Biasanya tipe makanan dan minuman seperti itu akan memperparah keluhan radang tenggorokan. Khusus untuk es, mengonsumsinya bisa merangsang refleks batuk dan membuat peradangan makin berat. Hanya saja, Anda perlu ingat bahwa es bukanlah penyebab dari radang tenggorokan, melainkan “rangsangan” yang dapat memperberat gejala.

Lalu, bagaimana dengan minuman manis? Apakah boleh mengonsumsi minuman manis tapi hangat saat radang tenggorokan?

“Kalau radang tenggorokan itu kan sebenarnya tenggorokan sedang mengalami iritasi atau peradangan. Nah, minuman manis itu bisa bikin kondisi tenggorokan yang sedang iritasi makin sensitif,” ujar dr. Devia Irine Putri dari KlikDokter.

Saat Anda mengalami radang tenggorokan minum lebih banyak air putih lebih disarankan daripada mengonsumsi minuman manis. Anda bisa minum minimal 2 liter per hari atau 8 gelas untuk menghindari dehidrasi. Ini karena dehidrasi akan membuat tenggorokan kering dan memperberat kondisi radang tenggorokan Anda.

Anda bisa juga mengonsumsi air jahe hangat, kencur, dan berkumur air garam untuk meredakan radang tenggorokan. Selain minuman, perhatikan juga makanan yang hendak Anda konsumsi. Beberapa jenis makanan dapat makin mengiritasi tenggorokan, seperti roti kering, makanan ringan seperti keripik kentang dan popcorn, sayuran mentah, serta buah-buahan asam seperti jeruk, lemon, jeruk nipis, dan jeruk bali.

Bagi Anda yang sedang mengalami radang tenggorokan, hindarilah minuman manis untuk sementara karena bisa memperparah keluhan yang Anda alami dan  membuat tenggorokan makin sensitif.

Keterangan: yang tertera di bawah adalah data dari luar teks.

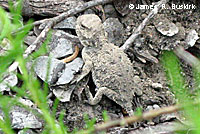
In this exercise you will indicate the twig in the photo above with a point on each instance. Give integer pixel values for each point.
(51, 22)
(139, 29)
(187, 57)
(128, 120)
(57, 19)
(145, 116)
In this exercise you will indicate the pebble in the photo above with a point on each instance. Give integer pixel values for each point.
(9, 80)
(65, 75)
(21, 118)
(115, 31)
(68, 23)
(59, 45)
(165, 26)
(192, 37)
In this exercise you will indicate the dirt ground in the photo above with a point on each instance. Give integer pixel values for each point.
(151, 80)
(145, 55)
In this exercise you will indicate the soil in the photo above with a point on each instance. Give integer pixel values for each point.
(150, 73)
(151, 80)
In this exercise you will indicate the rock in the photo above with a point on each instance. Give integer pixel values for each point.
(165, 26)
(26, 131)
(70, 69)
(191, 37)
(21, 118)
(123, 6)
(157, 86)
(4, 47)
(62, 94)
(29, 40)
(9, 80)
(68, 23)
(41, 67)
(165, 128)
(59, 45)
(115, 31)
(62, 75)
(110, 11)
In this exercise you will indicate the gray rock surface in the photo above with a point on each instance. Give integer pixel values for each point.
(64, 75)
(9, 80)
(21, 118)
(115, 31)
(68, 23)
(165, 27)
(59, 45)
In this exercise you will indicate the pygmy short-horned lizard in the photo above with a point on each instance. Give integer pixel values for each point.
(112, 71)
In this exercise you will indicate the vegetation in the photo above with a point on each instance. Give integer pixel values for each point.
(32, 89)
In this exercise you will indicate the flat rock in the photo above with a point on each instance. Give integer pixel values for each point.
(192, 37)
(65, 75)
(21, 118)
(165, 26)
(115, 31)
(68, 23)
(59, 45)
(69, 71)
(9, 80)
(41, 67)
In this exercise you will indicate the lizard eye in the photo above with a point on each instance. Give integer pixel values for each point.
(84, 26)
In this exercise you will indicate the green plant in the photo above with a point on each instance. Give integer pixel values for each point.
(177, 84)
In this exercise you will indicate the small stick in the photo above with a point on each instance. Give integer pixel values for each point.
(187, 57)
(73, 56)
(139, 29)
(51, 22)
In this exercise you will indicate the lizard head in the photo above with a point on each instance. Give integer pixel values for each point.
(90, 30)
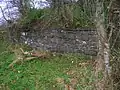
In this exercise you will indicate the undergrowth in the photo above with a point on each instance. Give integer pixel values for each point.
(60, 72)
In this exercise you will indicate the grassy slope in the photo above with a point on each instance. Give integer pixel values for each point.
(55, 73)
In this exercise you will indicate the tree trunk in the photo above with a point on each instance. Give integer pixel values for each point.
(102, 61)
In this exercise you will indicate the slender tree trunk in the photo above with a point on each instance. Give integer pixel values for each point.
(102, 61)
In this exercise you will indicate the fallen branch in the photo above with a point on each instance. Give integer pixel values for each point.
(22, 56)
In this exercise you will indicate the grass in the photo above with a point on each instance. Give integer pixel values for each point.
(59, 72)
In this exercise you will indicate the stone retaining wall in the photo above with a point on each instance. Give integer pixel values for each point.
(63, 40)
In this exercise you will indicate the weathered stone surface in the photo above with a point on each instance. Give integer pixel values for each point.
(65, 41)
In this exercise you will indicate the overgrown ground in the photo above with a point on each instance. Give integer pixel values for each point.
(61, 72)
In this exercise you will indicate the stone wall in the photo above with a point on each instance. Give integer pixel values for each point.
(63, 40)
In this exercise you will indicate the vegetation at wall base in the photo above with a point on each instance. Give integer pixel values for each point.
(55, 73)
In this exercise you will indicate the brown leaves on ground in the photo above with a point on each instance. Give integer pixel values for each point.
(72, 83)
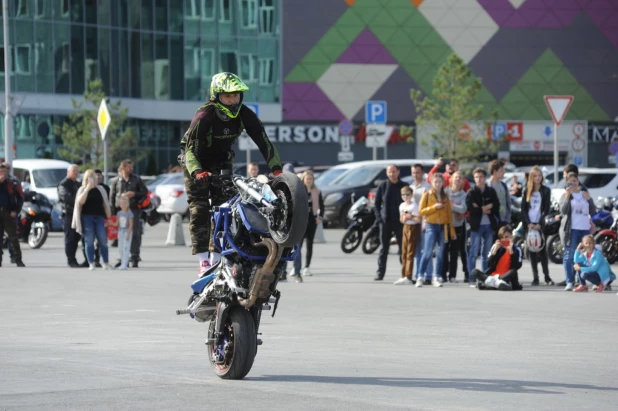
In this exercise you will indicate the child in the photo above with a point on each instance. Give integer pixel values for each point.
(124, 222)
(592, 266)
(503, 262)
(408, 216)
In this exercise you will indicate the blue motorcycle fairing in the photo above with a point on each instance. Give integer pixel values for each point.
(199, 285)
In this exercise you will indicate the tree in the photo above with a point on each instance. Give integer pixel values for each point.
(82, 139)
(451, 110)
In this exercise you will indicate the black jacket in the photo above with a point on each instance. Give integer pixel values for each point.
(388, 198)
(120, 186)
(67, 190)
(481, 198)
(545, 206)
(492, 260)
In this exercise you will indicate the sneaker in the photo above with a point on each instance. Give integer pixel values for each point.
(503, 285)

Selain itu istirahatlah dengan cukup demi mengembalikan daya tahan tubuh Anda. Selama proses penyembuhan, sedapat mungkin hindari paparan asap rokok, asap kendaraan, debu, dan iritan lainnya. Jika radang tenggorokan dirasa makin parah, segera periksa ke dokter karena bisa jadi kondisi tersebut disebabkan oleh bakteri sehingga membutuhkan antibiotik.